Mutagenesis on the surface of a β-agarase from Vibrio sp. ZC-1 increased its thermo-stability.

The recombinant rAgaZC-1 was a family GH50 β-agarase from Vibrio sp. ZC-1 (CICC 24670). In this paper, the mutant D622G (i.e., mutate the aspartic acid at position 622 to glycine) had better thermo-stability than rAgaZC-1, showing 1.5℃ higher T5010 (the temperature at which the half-time is 10 min) and 4-folds of half-time at 41℃, while they had almost same optimum temperature (38.5℃), optimum pH (pH6.0) and catalytic efficiency.
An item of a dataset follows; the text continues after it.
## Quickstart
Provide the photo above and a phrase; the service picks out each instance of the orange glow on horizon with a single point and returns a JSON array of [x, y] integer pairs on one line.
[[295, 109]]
Thermal deactivation kinetical analysis showed that D622G had higher activation energy for deactivation, enthalpy and Gibbs free energy than rAgaZC-1, indicating that more energy is required by D622G for deactivation. Substrate can protect agarase against thermal inactivation, especially D622G. Hence the yield of agarose hydrolysis catalyzed by D622G was higher than that by rAgaZC-1. The models of D622G and rAgaZC-1 predicted by homology modeling were compared to find that it is the improved distribution of surface electrostatic potential, great symmetric positive potential and more hydrophobic interactions of D622G that enhance the thermo-stability.